Wednesday, October 22, 2008

Will the Greens never learn?

A prominent feature of recent Australian politics has been the growing influence of the Green party in inner city electorates. Particularly in state elections where tired and unpopular Labor governments are opposed by state Liberal parties that, particularly in NSW, are a shambles populated by the barking mad.

At the weekend the Greens got the balance of power in the ACT.

Why is the Green party not doing better in inner city electorates in New Zealand?

Because they continually display the political nous that led them to declare prior to the election that they would not support the National party in Government. This despite the fact that an exactly similar declaration saw them kept out of the Cabinet after the last election. Russel Norman sometimes seems to understand the issue.

"Labour taught us a good lesson: you can't trust Labour to do anything except look after themselves, and I think National's the same. So you have to be tough."


Then they go and walk into the same old trap a second time. Twice seems like carelessness.

The Greens desperately need electorate seats so that they don't continue to rely on the 5% margin to get them into Parliament. These seats could well be one of the three with "Central" after its name but the Greens would have to break some eggs to get them.

However they persist in 'campaigning for the party vote' at least in Christchurch Central (where my parents live) and Auckland Central (where I have to decide who to vote for).
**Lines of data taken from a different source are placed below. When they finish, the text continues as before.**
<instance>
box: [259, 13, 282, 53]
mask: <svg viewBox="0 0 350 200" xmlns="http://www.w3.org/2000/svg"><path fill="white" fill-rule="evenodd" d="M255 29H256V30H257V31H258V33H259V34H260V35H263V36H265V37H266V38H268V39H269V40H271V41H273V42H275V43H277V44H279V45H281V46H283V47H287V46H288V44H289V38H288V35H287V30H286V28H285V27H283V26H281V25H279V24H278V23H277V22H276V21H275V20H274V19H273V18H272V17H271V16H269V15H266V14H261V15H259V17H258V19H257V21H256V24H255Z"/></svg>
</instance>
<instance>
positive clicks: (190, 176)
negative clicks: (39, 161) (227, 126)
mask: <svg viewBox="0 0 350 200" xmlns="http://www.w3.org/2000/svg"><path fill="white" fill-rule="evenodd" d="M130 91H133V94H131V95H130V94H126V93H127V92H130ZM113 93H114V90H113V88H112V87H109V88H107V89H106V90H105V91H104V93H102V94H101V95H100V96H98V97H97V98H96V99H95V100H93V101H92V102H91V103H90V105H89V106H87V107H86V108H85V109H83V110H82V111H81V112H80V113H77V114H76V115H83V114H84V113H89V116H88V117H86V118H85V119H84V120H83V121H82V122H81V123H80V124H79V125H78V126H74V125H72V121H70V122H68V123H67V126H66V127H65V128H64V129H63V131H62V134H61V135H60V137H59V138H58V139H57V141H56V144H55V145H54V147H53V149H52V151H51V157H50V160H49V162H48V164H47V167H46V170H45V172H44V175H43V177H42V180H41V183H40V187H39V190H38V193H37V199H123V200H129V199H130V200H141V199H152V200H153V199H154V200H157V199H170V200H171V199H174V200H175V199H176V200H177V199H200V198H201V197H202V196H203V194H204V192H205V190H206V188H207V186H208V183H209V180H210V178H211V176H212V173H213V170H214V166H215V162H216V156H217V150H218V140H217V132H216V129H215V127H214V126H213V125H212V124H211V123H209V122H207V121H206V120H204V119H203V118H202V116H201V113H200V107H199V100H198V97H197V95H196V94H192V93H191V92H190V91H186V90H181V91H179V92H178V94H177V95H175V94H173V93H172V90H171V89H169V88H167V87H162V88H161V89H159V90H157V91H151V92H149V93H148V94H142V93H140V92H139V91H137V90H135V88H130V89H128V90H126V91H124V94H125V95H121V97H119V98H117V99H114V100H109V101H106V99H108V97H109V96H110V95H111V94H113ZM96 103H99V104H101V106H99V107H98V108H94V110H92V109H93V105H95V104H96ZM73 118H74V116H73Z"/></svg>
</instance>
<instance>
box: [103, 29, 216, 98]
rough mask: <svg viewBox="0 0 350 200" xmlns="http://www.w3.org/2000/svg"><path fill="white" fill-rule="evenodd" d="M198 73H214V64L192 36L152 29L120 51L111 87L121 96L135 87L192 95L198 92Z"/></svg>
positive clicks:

I couldn't name the Green candidate in either electorate.

In both seats if they stood a warm body with a good list place and a long term committment to the electorate and campaigned agressively for the electorate vote they would attract significant support. This could damage relations with Labour in the short term, but as I have noted the Greens should have punished Labour for last election's shenanigans and this seems to be one way they could have made the point. Better still with effective challengers from National standing in both seats it might possibly have had the effect of giving the seats to the Nats.

This would be ideal for the Greens since these seats will never be safe for the right of politics and a warm Green body with the advantage of list incumbency and growing urban support would maximize the possibility of eventually winning the seat.

I can't resist pointing out that this was a particularly good year to initiate this strategy in Christchurch Central. The popular Labour MP has retired and Labour has seen fit to nominate in his place a spin doctor who has never previously lived in the city. I can assure you that Christchurch people very much dislike having to vote for these Labour carpet-baggers. (I was naive enough to believe that MMP had put a stop to the practice.) Moreover in last year's local body elections Green candidates unseated several Labour incumbents representing central parts of Christchurch on the regional council. They did this by running against Labour-led council and Government support for an enormous irrigation project on the Canterbury plains. This shows that local environmental issues could be big winners for the Greens, and the issue could have been revived for the general election by an enthusiastic campaigner.

The Green party of New Zealand is asleep at the wheel.

Just as well the anti-science Greens are one of my least favourite parties in the New Zealand Parliament. A genuinely Green, genuinely political, Green party would however be an asset.

1 comment:

Kotare said...

Interesting post, Andrew.

I think that the Greens need to make a genuine effort to connect with ordinary New Zealanders. They have a good story, but it needs to be pitched in a way that connects with the interests of ordinary folk. And they need to work together and stay "on message" - no more friggin' Morris dancers.

Unfortunately, the current crop of Green MPs lack commonsense and the ability to relate to real people. In effect, they are one-man, or one-woman, bands, each off on their own peculiar hobby horses.